Federal Court Upholds Most of Alabama’s Draconian Anti-Immigrant Law

U.S. District Judge Sharon Blackburn ruled yesterday that the state of Alabama can implement most of its anti-immigrant H.B. 56 law, which is considered by many civil and human rights and immigration advocates to be the most draconian law of its kind in the nation.

“Alabama’s House Bill 56 is designed to do nothing more than terrorize the state’s Latino community by requiring them to carry and ‘show their papers’ in a way that makes racial profiling the state’s official law enforcement policy. It will keep children out of school and destroy families and businesses. The only possible end result of H.B. 56 is a permanent underclass in Alabama that would be further driven into the shadows of society,” said Wade Henderson, president and CEO of The Leadership Conference on Civil and Human Rights.

Alabama Gov. Robert Bentley signed H.B. 56 into law in June as an anti-immigrant measure that goes even further than the legislation it is modeled on, Arizona’s S.B. 1070, which encouraged racial profiling by requiring law enforcement officers to stop, question, detain, and arrest anyone that they have a “reasonable suspicion” to believe is undocumented.

H.B. 56 includes Arizona’s “reasonable suspicion” clause and takes it a step further by authorizing the Alabama Department of Homeland Security to hire and maintain its own immigration police force.

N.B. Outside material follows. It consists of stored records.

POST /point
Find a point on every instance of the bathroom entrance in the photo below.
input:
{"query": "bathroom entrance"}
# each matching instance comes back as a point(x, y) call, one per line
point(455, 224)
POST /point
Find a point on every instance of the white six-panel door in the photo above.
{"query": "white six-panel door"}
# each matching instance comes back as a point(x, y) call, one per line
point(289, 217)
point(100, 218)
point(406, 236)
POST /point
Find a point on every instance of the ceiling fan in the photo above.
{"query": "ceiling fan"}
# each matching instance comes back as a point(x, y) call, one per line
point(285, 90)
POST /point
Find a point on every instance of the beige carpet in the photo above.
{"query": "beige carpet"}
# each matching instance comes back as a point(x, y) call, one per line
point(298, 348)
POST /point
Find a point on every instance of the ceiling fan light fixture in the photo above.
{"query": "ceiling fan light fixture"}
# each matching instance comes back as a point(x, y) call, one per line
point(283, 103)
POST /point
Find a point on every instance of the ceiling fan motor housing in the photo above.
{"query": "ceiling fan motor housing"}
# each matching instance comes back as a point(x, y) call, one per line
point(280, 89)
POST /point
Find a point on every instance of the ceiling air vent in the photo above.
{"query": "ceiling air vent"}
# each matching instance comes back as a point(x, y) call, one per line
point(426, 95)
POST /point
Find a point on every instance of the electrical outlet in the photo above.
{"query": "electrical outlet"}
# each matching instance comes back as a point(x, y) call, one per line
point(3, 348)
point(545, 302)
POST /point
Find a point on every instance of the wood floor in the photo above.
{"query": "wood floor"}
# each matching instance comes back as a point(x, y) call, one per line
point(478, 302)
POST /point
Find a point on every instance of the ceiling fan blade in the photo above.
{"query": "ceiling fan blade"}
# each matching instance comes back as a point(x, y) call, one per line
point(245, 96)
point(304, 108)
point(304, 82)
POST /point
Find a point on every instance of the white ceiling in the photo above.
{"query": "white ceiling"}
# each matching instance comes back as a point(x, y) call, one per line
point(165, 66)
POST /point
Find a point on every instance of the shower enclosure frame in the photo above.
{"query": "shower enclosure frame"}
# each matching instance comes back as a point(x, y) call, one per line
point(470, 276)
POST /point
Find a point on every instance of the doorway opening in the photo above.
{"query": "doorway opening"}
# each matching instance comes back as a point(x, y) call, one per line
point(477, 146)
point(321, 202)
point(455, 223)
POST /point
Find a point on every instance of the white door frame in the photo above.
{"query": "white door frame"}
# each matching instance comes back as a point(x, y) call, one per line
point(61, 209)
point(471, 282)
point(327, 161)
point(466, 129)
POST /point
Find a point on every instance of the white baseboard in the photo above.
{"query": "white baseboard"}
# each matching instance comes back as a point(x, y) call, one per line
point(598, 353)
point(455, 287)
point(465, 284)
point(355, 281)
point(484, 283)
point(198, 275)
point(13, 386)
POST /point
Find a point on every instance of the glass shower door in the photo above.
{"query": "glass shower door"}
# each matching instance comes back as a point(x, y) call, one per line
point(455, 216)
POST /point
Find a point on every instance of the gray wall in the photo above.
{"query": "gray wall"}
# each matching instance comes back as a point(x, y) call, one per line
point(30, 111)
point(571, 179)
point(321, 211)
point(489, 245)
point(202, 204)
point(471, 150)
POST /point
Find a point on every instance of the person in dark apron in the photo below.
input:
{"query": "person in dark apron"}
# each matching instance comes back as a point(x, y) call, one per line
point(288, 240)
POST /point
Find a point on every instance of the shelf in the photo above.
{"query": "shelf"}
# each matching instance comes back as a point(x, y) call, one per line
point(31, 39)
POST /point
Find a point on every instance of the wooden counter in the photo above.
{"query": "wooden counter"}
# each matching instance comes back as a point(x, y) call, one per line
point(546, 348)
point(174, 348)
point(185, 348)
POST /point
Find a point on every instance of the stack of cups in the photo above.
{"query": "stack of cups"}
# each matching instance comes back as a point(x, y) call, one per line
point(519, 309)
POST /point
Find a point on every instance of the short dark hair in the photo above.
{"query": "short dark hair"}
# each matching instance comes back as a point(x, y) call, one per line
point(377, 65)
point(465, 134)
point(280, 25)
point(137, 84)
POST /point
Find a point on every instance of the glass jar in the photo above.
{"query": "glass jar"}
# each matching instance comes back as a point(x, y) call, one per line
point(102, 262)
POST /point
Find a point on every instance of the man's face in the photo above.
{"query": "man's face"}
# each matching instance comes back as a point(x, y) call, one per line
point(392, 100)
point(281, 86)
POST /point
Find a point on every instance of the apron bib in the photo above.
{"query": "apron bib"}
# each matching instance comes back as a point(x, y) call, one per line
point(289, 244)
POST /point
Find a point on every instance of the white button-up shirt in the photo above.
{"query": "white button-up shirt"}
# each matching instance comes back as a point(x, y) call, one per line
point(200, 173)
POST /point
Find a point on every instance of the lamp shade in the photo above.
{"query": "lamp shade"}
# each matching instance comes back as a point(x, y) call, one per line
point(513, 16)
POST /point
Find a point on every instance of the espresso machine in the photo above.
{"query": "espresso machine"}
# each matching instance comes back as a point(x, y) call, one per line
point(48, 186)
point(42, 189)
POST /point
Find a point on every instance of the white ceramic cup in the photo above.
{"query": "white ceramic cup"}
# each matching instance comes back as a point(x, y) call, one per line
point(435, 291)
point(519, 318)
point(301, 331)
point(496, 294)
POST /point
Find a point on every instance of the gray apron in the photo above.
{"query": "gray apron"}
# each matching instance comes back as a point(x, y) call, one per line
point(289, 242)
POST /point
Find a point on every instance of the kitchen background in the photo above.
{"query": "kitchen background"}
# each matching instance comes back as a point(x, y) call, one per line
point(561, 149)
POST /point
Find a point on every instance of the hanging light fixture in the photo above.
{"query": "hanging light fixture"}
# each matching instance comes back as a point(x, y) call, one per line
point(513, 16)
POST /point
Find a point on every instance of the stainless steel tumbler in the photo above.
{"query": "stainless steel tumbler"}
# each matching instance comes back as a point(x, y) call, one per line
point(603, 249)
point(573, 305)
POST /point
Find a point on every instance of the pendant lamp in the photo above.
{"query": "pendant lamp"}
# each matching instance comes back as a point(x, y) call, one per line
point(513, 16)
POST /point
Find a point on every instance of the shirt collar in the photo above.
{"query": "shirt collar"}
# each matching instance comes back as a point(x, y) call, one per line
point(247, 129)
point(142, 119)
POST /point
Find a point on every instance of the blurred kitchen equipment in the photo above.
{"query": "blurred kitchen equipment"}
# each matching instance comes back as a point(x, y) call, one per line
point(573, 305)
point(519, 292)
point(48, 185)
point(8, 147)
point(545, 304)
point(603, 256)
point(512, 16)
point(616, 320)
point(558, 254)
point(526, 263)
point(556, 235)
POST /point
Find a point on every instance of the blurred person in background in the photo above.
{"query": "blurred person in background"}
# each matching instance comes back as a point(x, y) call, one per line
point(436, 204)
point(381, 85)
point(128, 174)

Following the judges ruling, Alabama will be able to enforce provisions of the law that turns Alabama schools into immigration agents by requiring them to verify the immigration status of students and report it to the state, and to require immigrants to carry their immigration documentation with them at all times.

The judge, however, blocked provisions of the law from taking effect that would make it illegal for an undocumented immigrant to work or attend a public university.

Following the passage of S.B. 1070 last year, nearly half of the nation’s state legislatures considered similar laws.However, amid growing concern about the hidden costs and growing public opposition — from the business community, law enforcement officials, and civil rights, faith, labor, and social justice organizations — many of these laws have suffered setback or defeat.

These copycat bill have only become law in four other states besides Alabama – Georgia, Indiana, South Carolina, and Utah.